Pubblicato il 08 Mag 2023

David Avino Argotec

“Da 24 anni lavoro nell’aerospazio, soprattutto all’estero con l’agenzia Spaziale Europea e negli Stati Uniti, e nel corso del tempo ho sviluppato un sogno che ho iniziato a realizzare nel 2008 con la nascita di Argotec: dare la possibilità ai giovani di lavorare in questo settore senza lasciare l’Italia, trovando nel nostro Paese una realtà altamente specializzata e apprezzata su scala globale. L’idea originale era quella di portare nello Spazio aziende che non si occupano direttamente di Spazio, ad esempio per motivi di ricerca e sviluppo, e allo stesso tempo di dimostrare che siamo in grado di realizzare hardware per lo spazio e di farlo funzionare al meglio. Abbiamo iniziato a cavallo della crisi finanziaria globale, e dal momento che in quegli anni il settore spaziale era quasi completamente indirizzato al campo governativo, il primo passo è stato quello di vendere servizi all’Esa e alle agenzie spaziali nazionali: i primi profitti ci sono serviti per nuovi investimenti.

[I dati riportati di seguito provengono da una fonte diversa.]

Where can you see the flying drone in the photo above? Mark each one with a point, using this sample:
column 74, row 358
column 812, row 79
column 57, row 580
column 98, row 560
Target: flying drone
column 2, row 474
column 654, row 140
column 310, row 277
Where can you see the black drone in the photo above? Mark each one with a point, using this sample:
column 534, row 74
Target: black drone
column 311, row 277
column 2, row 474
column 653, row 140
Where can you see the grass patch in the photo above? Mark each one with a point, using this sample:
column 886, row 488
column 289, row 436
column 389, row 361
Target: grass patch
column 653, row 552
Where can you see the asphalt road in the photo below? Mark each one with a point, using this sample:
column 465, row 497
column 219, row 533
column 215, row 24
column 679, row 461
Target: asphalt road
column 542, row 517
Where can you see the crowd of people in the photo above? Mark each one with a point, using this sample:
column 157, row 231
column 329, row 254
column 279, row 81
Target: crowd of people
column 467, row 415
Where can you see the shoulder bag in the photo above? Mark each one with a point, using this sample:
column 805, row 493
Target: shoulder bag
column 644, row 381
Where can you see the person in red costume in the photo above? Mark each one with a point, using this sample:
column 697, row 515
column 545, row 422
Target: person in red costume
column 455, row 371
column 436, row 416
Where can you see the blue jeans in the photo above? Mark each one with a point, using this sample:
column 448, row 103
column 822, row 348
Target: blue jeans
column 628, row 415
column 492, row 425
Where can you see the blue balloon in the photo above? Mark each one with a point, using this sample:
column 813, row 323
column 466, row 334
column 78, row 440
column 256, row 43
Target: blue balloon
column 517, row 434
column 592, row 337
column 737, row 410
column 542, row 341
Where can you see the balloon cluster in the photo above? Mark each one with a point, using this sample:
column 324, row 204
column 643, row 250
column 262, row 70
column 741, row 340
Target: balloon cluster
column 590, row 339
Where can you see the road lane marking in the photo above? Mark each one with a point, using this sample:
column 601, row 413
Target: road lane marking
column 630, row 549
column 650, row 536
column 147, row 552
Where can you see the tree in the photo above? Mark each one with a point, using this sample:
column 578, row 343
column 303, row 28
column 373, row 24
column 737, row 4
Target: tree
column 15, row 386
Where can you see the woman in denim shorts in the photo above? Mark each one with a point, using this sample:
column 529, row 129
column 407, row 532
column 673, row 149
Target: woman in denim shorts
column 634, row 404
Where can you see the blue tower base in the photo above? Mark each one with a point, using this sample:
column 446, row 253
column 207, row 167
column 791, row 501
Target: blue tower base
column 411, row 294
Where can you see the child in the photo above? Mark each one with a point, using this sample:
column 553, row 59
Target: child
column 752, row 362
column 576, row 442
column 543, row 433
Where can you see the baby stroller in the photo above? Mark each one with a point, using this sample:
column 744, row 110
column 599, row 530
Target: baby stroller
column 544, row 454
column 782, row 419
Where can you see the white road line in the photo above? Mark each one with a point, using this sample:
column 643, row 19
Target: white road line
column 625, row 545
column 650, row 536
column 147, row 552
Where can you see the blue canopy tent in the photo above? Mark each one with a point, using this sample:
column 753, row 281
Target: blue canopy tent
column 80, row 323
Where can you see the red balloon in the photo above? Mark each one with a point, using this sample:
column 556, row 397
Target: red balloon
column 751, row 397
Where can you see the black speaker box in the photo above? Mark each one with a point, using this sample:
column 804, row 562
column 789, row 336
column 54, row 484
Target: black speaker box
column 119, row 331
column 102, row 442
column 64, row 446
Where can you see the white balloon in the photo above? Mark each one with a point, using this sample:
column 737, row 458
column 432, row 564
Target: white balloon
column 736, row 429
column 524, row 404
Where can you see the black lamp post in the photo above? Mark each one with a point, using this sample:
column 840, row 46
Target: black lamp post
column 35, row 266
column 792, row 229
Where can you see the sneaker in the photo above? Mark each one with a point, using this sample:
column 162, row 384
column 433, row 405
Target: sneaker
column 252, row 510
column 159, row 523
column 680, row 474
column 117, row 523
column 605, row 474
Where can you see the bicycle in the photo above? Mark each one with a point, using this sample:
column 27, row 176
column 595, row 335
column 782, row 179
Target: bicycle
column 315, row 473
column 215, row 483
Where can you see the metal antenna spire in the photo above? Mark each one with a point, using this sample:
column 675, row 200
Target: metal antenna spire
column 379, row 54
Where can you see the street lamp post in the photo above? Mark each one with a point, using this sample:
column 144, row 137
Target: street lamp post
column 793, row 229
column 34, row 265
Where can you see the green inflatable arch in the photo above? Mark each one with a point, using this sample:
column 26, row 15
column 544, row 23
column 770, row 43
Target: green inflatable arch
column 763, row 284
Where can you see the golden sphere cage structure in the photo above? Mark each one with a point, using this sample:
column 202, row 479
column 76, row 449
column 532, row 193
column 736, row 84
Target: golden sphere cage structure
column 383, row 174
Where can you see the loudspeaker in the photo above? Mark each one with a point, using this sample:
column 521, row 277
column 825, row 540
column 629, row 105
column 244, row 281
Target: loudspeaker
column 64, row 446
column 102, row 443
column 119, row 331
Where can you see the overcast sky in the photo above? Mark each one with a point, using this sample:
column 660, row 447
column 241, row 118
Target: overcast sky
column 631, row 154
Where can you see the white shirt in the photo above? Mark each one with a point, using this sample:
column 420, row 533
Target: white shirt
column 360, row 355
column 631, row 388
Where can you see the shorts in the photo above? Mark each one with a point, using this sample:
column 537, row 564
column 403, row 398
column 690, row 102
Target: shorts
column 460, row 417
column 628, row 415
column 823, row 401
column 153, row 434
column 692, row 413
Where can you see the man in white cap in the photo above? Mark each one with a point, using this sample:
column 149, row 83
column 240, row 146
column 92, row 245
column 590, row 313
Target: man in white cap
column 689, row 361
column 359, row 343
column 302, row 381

La nostra piattaforma per i satelliti di piccole dimensioni risale al 2015, ed è caratterizzata da capacità e affidabilità spinte, paragonabile a quelle dei satelliti più grandi, che si è imposta all’attenzione del mercato”. A illustrare in quest’intervista a SpacEconomy360 la storia e le ambizioni di Argotec è il fondatore e Ceo dell’azienda, David Avino, che spiega come è nato il suo progetto e come è destinato a svilupparsi nel corso dei prossimi anni. 

Avino, come è cambiata e come sta cambiando la space economy? 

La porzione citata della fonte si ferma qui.